For the sake of representing small probabilities in digital hardware, the log function is useful for overcoming floating point underflow.

$\hat c = argmax_c log(P(C_i = c)) + \sum_{j=1}^n log(P(F_{i,j}|C_i = c))$

The MLE (maximum likelihood estimator) for the first term, $P (C i = c)$ is computed by taking the number of documents with label $c$ divided by the total number of documents in the training set.
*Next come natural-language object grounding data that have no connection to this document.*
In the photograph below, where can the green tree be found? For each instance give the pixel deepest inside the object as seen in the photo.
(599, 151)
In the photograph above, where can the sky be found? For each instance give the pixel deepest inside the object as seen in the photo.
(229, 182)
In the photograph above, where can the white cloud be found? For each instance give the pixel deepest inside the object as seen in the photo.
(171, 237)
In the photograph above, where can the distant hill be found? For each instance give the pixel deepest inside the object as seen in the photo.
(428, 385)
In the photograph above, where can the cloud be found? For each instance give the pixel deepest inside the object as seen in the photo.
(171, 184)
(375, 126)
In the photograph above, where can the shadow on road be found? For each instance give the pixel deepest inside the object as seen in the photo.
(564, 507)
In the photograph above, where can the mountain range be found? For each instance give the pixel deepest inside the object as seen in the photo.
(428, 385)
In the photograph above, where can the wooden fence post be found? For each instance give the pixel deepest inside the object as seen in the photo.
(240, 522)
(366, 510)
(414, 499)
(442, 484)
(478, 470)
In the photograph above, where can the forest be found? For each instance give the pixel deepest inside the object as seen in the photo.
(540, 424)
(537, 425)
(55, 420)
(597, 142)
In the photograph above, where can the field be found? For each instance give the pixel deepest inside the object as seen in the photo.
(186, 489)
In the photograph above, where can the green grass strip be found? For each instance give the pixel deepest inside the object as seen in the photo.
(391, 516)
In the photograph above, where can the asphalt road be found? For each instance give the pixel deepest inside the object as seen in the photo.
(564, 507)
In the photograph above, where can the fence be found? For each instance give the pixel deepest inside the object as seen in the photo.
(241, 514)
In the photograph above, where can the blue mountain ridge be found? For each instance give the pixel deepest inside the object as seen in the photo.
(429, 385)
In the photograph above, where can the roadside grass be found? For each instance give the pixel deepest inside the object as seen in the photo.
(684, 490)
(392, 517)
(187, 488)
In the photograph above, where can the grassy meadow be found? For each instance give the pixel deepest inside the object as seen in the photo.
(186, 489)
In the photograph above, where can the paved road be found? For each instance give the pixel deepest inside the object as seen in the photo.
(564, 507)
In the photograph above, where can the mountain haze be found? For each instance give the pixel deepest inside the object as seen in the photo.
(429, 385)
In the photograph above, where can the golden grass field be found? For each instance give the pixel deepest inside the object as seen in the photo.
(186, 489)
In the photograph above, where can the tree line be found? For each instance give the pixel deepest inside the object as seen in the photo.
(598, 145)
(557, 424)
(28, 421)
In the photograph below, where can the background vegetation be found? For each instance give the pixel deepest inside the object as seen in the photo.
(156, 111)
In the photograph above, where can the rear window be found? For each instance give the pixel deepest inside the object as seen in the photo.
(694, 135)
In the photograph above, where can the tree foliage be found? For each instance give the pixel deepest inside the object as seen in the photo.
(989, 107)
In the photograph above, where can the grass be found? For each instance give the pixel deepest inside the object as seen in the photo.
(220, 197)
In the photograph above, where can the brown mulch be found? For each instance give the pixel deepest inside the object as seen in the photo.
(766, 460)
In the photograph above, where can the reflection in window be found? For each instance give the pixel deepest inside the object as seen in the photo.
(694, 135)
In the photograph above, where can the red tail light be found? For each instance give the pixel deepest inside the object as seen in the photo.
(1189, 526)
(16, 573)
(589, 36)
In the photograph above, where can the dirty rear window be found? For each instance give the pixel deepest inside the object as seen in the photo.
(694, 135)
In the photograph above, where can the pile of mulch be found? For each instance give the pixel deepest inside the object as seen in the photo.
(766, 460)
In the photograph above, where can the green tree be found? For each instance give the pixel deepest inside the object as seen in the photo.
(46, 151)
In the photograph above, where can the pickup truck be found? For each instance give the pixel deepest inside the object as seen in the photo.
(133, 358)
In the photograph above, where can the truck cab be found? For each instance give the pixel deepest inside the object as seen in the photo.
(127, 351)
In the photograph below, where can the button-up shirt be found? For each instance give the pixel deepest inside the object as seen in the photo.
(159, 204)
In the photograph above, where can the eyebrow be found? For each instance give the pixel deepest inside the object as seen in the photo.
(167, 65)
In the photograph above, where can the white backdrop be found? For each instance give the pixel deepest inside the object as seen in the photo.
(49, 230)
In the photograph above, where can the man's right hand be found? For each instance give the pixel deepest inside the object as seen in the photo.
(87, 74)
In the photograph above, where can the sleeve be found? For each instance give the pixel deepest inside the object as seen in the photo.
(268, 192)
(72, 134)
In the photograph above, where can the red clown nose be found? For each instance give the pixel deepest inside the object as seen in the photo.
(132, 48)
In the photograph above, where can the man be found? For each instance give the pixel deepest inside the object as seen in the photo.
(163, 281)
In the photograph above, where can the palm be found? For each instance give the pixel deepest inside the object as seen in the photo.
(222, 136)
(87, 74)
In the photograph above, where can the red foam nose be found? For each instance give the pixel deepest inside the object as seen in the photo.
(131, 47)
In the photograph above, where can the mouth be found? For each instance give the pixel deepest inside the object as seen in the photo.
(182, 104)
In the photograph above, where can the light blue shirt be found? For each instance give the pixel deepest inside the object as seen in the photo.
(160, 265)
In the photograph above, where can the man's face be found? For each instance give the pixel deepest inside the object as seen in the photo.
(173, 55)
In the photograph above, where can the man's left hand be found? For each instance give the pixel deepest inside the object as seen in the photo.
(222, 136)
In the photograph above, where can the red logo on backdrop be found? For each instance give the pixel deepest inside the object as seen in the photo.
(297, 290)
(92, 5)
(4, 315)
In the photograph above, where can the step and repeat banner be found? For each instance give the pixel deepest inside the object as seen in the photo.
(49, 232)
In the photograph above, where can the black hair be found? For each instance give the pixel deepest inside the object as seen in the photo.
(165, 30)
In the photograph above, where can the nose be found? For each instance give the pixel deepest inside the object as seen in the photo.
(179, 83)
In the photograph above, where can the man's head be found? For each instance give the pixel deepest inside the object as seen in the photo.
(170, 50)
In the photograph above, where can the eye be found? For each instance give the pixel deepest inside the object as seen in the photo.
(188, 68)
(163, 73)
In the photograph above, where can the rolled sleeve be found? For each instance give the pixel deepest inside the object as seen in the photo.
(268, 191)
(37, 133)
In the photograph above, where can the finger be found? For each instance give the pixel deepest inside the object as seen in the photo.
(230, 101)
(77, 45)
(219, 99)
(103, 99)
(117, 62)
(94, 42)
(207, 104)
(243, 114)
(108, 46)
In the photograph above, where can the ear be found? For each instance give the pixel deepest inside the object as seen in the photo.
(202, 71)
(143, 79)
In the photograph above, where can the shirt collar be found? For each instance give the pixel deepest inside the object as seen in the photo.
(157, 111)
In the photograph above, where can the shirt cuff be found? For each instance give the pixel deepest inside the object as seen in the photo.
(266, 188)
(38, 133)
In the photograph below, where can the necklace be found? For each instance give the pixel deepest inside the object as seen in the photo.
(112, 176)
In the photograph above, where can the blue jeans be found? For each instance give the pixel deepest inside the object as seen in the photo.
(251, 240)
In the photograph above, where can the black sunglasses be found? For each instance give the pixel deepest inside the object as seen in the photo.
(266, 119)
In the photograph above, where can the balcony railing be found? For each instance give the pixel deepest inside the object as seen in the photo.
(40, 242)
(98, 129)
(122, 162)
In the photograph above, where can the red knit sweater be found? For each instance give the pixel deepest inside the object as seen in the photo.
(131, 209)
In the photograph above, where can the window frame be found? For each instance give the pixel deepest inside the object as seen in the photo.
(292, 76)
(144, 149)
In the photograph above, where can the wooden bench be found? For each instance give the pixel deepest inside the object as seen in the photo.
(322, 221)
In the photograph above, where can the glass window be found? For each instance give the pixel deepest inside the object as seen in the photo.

The MLE for the term in the sumation ...

Probability Theory

Bayes' Theorem relies on some probability theory, which is covered here.

Sample Spaces and Events

An experiment is any action or process with uncertain outcomes. The possible outcomes of an experiment are represented by a sample space. Each of the possible outcomes is called an event. Events form a set, making up the sample space for a particular experiment.

Sample Space

Consider the experiment of flipping a coin. This experiment is subject to uncertainty, because the outcome could be one of two possibilities. Formally, the sample space $S$ for this experiment is $S = {H, T}$ ; the only possible outcomes are a head or tail facing upward.

Events

An event is an outcome from (or a result of) an experiment. In the above experiment of flipping a coin, the sample space, $S = {H, T}$ , contains two events, $H$ and $T$ , heads and tails respectively.

Some Set Theory

Conditional Probability

Conditional probability allows us to use prior knowledge about how one random variable affects another random variable. For example, a lecturer, Stan, has a tendency of being late to class when the weather is good 5% of the time. However, when the weather is bad, Stan is late 25% of the time. Let $A$ be the event that Stan is late, and $B$ be the event of inclement weather. Then, $P (A | B)$ is read, the probability that Stan will be late given that the weather is bad. Or, the probability of $A$ given $B$ .

In this case, $P (A | B) = .25$ , and $P (A | B') = 0.5$ where $B'$ is the compliment of $B$ , that is, the weather is not bad.